L'un des champs cultivés par Pascal Jacquemin à l'entrée de son village de Sompuis (Marne), le 22 janvier 2015. (BENOIT ZAGDOUN / FRANCETV INFO)

"Le métier fait fuir" les femmes

Sans compter que "depuis l’émission, il y a des gens qui m’empêchent de prendre des responsabilités à la FNSEA [le syndicat d'agriculteurs majoritaire]Ils trouvent que je n’ai pas fait passer le message syndical", accuse-t-il. Et toujours ce célibat qui pèse : "Je n’arrive pas à augmenter mon foncier parce que je suis célibataire. Tous ceux qui ont une femme et des enfants passent en premier" lors de la mise en vente de parcelles.

"Le métier fait fuir. Tu ne peux pas partir en vacances l’été parce qu’il faut faire le boulot dans les champs. Et les journées de 15-20 heures ne sont pas rares. Si tu ne tombes pas sur une fille issue du monde agricole, c’est foutu. Et encore, beaucoup n’ont plus envie de cette vie-là", constate-t-il.

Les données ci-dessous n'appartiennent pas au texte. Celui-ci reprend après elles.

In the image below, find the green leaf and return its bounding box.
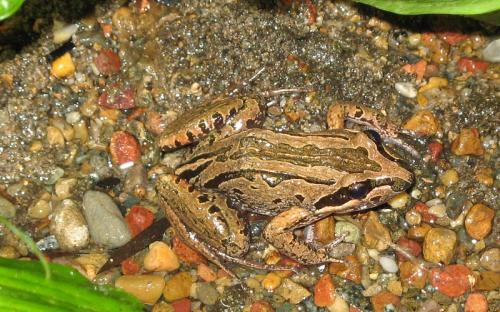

Pascal Jacquemin dans son exploitation, dans la Marne, le 22 janvier 2015. (BENOIT ZAGDOUN / FRANCETV INFO)

Pascal Jacquemin voudrait "une fille entre 25 et 40 ans pas plus - en dessous, ça fait un peu jeune - sans enfants et qui connaisse bien le metal". Sans trop y croire. "Pour rencontrer les filles, il n’y a plus rien par ici. La seule solution, c’est internet. Mais je n’ai pas confiance. J’ai essayé les sites de rencontres. J’ai eu tous les profils sauf celui que je recherchais. C’est une déception totale." 

La solitude ? "Question d'habitude." "L’avenir, je le vois plutôt en célibataire. Je commence à me faire vieux. Des filles célibataires, il n’en reste pas beaucoup non plus et elles ne vont pas m'arriver comme par enchantement. Il y en a qui me disent que je ne suis pas fait pour le mariage", s'agace-t-il, les yeux soudain rougis.

Ce jour-là, le brouillard ne s'est pas levé. Le mercure frôlait le zéro degré. Et il n'y avait pas grand monde pour déranger chevreuils, faisans, hérons et rapaces dans les champs.